Fritz Teufel was in 1969 een van de oprichters van de terreurgroep Tupamaros München (TM). In 1973 ging hij ondergronds bij de terreurorganisatie 2 Juni-Beweging. Veel RAF-experts denken dat Irmgard Möller zich nooit bij de linkse terreurscene had aangesloten, als ze Teufel in zomer van 1968 niet had ontmoet. Irmgard Möller was aanvankelijk betrokken bij de anarchistische hulpgroepen van de ‘Schwarze-Hilfe’, een hulporganisatie die zich solidair verklaarde met gedetineerden die gelabeld waren als ‘politiek gevangenen’. In die hoedanigheid werd ze steeds radicaler.

 

Aansluiting bij de RAF

In 1971 sloot Irmgard Möller zich actief aan bij de RAF en ging ze ondergronds. In het voorjaar van 1972 was ze betrokken bij de reeks terreuraanslagen tijdens het zogenaamde ‘Mei-offensief’. Daarbij werden bomaanslagen gepleegd op faciliteiten van het Amerikaanse leger in Frankfurt en Heidelberg, de uitgeverij van Axel Springer in Hamburg en twee politiebureaus Beieren. Daarnaast pleegde de RAF een bomaanslag op de federale rechter Wolfgang Buddenberg, waarbij zijn echtgenote ernstig gewond raakte. Tijdens het Mei-offensief van de Rote Armee Fraktion kwamen in totaal 4 mensen om het leven en raakten 74 mensen gewond. Na de reeks bomaanslagen was het voor de West-Duitse overheid duidelijk dat ze te maken hadden met een zeer goed georganiseerde terreurgroep.

Klopjacht

Na het Mei-offensief organiseerde de West-Duitse autoriteiten een van grootste klopjachten op terroristen uit de Duitse geschiedenis. Daarbij werden in het hele land huiszoekingen gedaan, grensovergangen gecontroleerd en bij de op- en afritten van snelwegen werden voertuigen aan een grondige inspectie onderworpen. Ook de media en burgerbevolking werden door de autoriteiten opgeroepen om naar de terroristen uit te kijken.

Aktie Waterslag

Deze groots opgezette landelijke politieactie (die bekend werd als ‘Aktie Waterslag)’, leidde al snel tot resultaat. In amper twee weken tijd – tussen 1 en 15 juni 1972 – werden Andreas Baader, Holger Meins, Jan-Carl Raspe, Gudrun Ensslin, Brigitte Mohnhaupt, Bernhard Braun, Ulrike Meinhof en Gerhard Müller door de politie gearresteerd. Daarmee zaten de leiders van de RAF allemaal achter slot en grendel.

 

Arrestatie in Offenbach am Main

Irmgard Möller werd op 9 juli 1972 samen met het RAF-lid Klaus Jünschke opgepakt in Offenbach am Main. De politie had een hinderlaag voor de twee terroristen opgezet bij de bloemenkiosk bij het ziekenhuis van Offenbach. Daarbij werd de politie geholpen door het RAF-lid Hans-Peter Konieczny, een 19-jarige drukker die de terreurgroep ondersteunde, met het vervaardigen van vervalste identiteitsdocumenten. Twee dagen voor de aanhouding van Irmgard Möller en Klaus Jünschke (op 7 juli 1972) was Hans-Peter Konieczny gearresteerd in de drukkerij. Aan zijn arrestatie werd geen ruchtbaarheid gegeven in de media, waardoor andere RAF-leden er niet van op de hoogte waren.

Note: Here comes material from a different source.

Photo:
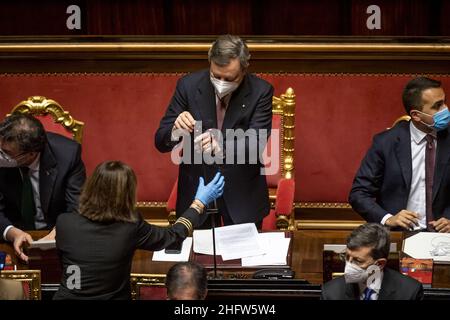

Konnieczny werkt met justitie mee

Konieczny werd naar het politiebureau van Tübingen gebracht en verhoord door de rechercheurs. ’s Avonds werd hij opgesloten in een politiecel in Stuttgart. De volgende dag (op 8 juli 1972) werd de documentvervalser naar het Openbaar Ministerie in Karlsruhe gebracht. Daar deed justitie hem een aanbod. Als hij zou meewerken met de West-Duitse autoriteiten en cruciale informatie over de Rote Armee Fraktion zou geven, dan kon hij zeer waarschijnlijk een fikse strafvermindering tegemoet zien. Daarnaast zou justitie hem een financiële beloning in het vooruitzicht hebben gesteld. Om te voorkomen dat hij jarenlang de gevangenis in zou draaien, was Hans-Peter Konieczny bereid om zijn RAF-kameraden te verraden.

Bloemenkiosk

Een aantal dagen voor de arrestatie van Konieczny was er een ontmoeting geweest tussen hem en Irmgard Möller, bij de bloemenkiosk bij het ziekenhuis van Offenbach am Main. Toen Konieczny op de afgesproken locatie aankwam, zag hij dat Möller het park aan de overkant van de weg uitgelopen kwam. Vervolgens waren ze samen naar een bushalte even verderop gelopen. Op dat ogenblik kwam er een man uit hetzelfde park gelopen. Dit RAF-lid (Klaus Jünschke) liep echter niet rechtstreeks naar Möller en Konieczny toe, maar hield even afstand (waarschijnlijk om de omgeving te controleren). Even later reed het drietal naar een ander park in de buurt, waar ze met elkaar spaken.

Bankoverval

In het park bespraken ze onder meer de onfortuinlijke situatie waarin de RAF op dat moment verkeerde. Hun leiders waren immers een maand daarvoor allemaal opgepakt, waardoor de terreurgroep niet meer centraal werd aangestuurd. Bovendien had de Rote Armee Fraktion praktisch geen financiële middelen meer om de gewapende strijd voort te zetten. Om toch weer aan geld te komen bespraken Irmgard Möller, Klaus Jünschke en Hans-Peter Konieczny de mogelijkheid voor het plegen van een bankoverval.

Hinderlaag

Na zijn arrestatie (enkele dagen na de ontmoeting in het park) en zijn toezegging om mee justitie mee te werken, informeerde de politie bij Hans-Peter Konieczny welke RAF-leden volgens hem relatief eenvoudig in de val zouden kunnen worden gelokt. Konieczny vertelde over de ontmoeting in het park en gaf aan dat hij wederom een afspraak zou kunnen maken met Möller en Jünschke. Nog dezelfde dag maakte de politie een arrestatieplan. De hinderlaag zou worden uitgezet bij de bloemenkiosk bij het ziekenhuis in Offenbach. Konieczny maakte een afspraak met zijn RAF-kameraden voor ’s middags 13.30 uur bij de kiosk.

Speciaal arrestatieteam

In de directe omgeving van de kiosk werden ongeveer 30 politiemensen van een speciaal arrestatieteam verdekt opgesteld. Ook waren er agenten op de locatie aanwezig die zich vermomd hadden als dronkenlappen, die op de bankjes in het park zaten. Andere agenten hadden zich vermomd als nietsvermoedende wandelaars, die door het park slenterden.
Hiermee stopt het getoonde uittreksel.